- Born: Emma Frances Plecker June 15, 1863 Augusta County, Virginia
- Died: April 8, 1944 (aged 80) King's Daughters Hospital, Staunton, Virginia
- Education: Augusta Female Seminary
- Occupation: Suffragist

= Emma Frances Plecker Cassell =

American suffragist (1863–1944)

Emma Frances Plecker Cassell (June 15, 1863 – April 8, 1944) was an American suffragist.

She was born as Emma Frances Plecker on June 15, 1863, in Augusta County, Virginia. She attended Augusta Female Seminary, currently Mary Baldwin University, in Staunton, Virginia, where she studied both sciences and liberal arts. She began her volunteer work at churches and patriotic societies in the late 19th century. Plecker Cassell was an historian for the Presbytery and the Women's Auxiliary of the Synod of Virginia.

== Work ==
Cassell began her volunteer work at churches and patriotic societies in the late 19th century. She was an historian for the Presbytery and the Women's Auxiliary of the Synod of Virginia.

Plecker Cassell was involved with the church.
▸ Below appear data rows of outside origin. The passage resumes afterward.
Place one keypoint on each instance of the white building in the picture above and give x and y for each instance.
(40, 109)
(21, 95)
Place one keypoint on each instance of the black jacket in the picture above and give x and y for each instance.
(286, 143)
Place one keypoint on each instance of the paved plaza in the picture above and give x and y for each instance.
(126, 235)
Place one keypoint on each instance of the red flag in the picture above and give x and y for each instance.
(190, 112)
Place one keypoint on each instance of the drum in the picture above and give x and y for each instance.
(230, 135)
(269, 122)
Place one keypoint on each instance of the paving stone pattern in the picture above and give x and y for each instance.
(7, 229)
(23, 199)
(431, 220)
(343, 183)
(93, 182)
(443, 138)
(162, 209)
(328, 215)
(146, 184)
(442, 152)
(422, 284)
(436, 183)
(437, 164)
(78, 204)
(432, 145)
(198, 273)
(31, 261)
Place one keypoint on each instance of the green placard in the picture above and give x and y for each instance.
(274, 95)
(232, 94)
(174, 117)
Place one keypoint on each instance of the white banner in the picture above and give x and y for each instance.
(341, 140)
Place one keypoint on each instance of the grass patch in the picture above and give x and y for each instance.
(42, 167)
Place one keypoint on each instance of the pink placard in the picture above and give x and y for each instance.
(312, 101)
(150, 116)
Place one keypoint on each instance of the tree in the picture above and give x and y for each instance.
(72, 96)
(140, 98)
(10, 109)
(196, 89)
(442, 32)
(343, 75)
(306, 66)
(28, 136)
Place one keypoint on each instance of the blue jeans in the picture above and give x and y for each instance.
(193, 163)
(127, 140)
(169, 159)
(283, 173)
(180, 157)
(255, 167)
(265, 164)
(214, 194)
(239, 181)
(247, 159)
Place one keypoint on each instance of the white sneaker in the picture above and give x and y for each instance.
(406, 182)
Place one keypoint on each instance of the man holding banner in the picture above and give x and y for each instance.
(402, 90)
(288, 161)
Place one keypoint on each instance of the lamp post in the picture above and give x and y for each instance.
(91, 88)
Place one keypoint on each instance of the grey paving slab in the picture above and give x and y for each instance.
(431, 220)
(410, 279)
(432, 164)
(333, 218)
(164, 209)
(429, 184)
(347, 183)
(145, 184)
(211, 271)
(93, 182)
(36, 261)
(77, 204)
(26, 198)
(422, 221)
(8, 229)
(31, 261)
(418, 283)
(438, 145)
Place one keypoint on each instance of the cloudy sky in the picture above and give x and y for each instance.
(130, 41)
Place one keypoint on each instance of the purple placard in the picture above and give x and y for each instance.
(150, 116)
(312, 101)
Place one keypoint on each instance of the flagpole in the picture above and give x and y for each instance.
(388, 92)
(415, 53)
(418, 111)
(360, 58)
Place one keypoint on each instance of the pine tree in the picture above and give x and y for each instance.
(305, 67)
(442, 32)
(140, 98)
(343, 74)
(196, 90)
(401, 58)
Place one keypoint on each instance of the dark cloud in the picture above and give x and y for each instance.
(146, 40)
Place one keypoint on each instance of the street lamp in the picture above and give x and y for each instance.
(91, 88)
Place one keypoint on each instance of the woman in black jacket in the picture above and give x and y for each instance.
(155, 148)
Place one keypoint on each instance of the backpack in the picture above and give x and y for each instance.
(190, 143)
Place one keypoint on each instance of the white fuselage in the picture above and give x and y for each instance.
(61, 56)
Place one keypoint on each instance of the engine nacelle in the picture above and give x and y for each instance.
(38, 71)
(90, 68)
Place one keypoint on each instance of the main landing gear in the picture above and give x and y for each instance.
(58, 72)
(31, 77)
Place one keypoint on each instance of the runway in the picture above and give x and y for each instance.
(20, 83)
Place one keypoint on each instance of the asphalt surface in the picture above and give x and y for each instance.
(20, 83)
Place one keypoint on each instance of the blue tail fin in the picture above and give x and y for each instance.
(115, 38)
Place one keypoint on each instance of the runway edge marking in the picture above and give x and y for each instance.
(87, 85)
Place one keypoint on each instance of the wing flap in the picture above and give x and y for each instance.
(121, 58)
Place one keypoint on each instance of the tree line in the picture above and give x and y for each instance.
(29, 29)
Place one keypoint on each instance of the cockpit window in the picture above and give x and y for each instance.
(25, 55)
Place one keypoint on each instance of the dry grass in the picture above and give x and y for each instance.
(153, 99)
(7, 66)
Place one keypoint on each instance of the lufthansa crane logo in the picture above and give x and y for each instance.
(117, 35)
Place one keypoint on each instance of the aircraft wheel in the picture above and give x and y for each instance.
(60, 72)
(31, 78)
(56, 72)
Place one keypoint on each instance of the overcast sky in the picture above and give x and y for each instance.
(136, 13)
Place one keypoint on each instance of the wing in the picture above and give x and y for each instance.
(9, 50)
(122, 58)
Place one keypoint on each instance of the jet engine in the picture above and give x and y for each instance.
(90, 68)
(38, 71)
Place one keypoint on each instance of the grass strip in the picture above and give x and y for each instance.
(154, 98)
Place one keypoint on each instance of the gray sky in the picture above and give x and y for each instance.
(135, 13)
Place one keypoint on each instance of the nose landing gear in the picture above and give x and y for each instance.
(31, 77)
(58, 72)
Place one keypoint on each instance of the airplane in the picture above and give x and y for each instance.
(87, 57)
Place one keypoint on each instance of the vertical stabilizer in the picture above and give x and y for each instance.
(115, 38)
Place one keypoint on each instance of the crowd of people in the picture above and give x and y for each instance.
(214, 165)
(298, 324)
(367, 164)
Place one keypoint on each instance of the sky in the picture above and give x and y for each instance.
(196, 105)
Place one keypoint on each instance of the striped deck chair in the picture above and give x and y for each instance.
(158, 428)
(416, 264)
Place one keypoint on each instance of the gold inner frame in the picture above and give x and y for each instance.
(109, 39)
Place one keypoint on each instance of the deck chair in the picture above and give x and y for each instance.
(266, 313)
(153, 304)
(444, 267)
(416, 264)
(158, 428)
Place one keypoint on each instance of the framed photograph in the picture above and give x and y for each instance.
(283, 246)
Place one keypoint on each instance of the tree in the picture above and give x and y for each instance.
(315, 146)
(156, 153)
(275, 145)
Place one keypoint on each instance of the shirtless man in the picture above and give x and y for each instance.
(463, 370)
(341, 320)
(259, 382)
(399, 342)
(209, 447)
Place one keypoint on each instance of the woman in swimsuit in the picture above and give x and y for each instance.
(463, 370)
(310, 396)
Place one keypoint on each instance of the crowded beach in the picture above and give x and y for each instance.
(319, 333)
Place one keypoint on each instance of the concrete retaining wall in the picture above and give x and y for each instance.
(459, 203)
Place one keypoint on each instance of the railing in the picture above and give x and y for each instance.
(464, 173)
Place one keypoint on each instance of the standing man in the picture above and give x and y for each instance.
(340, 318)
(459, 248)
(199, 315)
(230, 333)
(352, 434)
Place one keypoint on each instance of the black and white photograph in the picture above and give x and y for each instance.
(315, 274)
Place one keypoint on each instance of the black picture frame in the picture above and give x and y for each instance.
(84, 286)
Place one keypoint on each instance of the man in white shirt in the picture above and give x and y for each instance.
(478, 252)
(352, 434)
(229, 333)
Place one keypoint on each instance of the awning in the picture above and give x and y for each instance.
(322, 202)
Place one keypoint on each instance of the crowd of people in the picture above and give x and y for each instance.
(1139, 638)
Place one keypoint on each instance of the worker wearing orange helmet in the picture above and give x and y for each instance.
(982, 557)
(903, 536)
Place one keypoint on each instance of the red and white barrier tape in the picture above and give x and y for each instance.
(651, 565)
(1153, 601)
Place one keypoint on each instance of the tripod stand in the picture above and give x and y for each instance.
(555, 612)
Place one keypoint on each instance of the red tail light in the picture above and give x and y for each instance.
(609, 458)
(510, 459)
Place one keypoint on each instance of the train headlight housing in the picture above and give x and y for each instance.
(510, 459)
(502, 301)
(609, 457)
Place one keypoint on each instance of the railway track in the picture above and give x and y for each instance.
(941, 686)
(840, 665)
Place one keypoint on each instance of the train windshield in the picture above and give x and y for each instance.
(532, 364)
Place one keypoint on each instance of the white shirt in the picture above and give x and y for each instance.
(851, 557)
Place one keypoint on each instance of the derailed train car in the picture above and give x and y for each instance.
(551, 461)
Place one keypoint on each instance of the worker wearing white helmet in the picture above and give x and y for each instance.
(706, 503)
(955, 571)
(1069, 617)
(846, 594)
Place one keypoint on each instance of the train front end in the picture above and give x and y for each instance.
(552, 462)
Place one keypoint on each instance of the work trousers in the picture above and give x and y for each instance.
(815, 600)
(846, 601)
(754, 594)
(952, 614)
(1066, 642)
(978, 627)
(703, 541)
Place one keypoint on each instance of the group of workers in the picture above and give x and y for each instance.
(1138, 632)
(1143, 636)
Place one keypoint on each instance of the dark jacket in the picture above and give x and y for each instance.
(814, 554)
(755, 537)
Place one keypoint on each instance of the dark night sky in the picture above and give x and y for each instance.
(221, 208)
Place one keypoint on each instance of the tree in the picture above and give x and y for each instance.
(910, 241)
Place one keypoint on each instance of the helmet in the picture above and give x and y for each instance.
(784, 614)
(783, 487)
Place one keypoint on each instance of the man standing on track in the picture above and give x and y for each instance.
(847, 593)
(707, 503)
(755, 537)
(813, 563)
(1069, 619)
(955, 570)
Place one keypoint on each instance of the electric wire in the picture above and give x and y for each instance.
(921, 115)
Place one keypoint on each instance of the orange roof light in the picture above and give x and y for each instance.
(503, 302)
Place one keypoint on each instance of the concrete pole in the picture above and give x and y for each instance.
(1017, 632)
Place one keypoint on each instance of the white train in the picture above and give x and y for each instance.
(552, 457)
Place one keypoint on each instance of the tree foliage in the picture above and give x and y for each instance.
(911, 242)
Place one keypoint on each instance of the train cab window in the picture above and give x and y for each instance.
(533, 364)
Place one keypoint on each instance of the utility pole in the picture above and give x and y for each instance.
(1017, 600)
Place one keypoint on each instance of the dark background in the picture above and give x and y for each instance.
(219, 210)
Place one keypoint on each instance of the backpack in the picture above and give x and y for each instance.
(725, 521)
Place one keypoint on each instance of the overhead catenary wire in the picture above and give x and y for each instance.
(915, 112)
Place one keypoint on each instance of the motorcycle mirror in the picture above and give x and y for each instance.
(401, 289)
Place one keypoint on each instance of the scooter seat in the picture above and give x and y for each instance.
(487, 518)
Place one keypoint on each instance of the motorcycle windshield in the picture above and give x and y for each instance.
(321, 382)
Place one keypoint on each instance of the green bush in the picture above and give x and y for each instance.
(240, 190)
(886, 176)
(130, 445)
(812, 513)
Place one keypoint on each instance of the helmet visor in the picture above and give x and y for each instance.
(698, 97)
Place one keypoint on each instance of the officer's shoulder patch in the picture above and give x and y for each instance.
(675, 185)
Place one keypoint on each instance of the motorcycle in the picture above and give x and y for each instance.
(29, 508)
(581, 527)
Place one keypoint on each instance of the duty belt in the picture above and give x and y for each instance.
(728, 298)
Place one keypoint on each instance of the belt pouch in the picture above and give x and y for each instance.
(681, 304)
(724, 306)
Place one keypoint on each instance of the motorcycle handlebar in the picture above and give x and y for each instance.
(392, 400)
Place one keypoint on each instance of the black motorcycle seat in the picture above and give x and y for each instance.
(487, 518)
Her activities evolved from teaching members how to sew to ultimately serving as president of the Society for Women's Work at First Presbyterian Church in Staunton, Virginia.

== Activism and patriotism ==
Cassell, as a respected leader, successfully initiated the Bath County chapter of the United Daughters of the Confederacy in 1912, and a Staunton chapter of the Children of the Confederacy (an auxiliary of the United Daughters of the Confederacy) in 1914. Within five years, her chapter had the largest enrollment in the Commonwealth.

== Personal life ==
In 1884, Emma Frances Plecker married Julius Frederick Ferdinand Cassell.

== Death ==
Emma Frances Plecker Cassell died on 8 April 1944 at King’s Daughters Hospital in Staunton.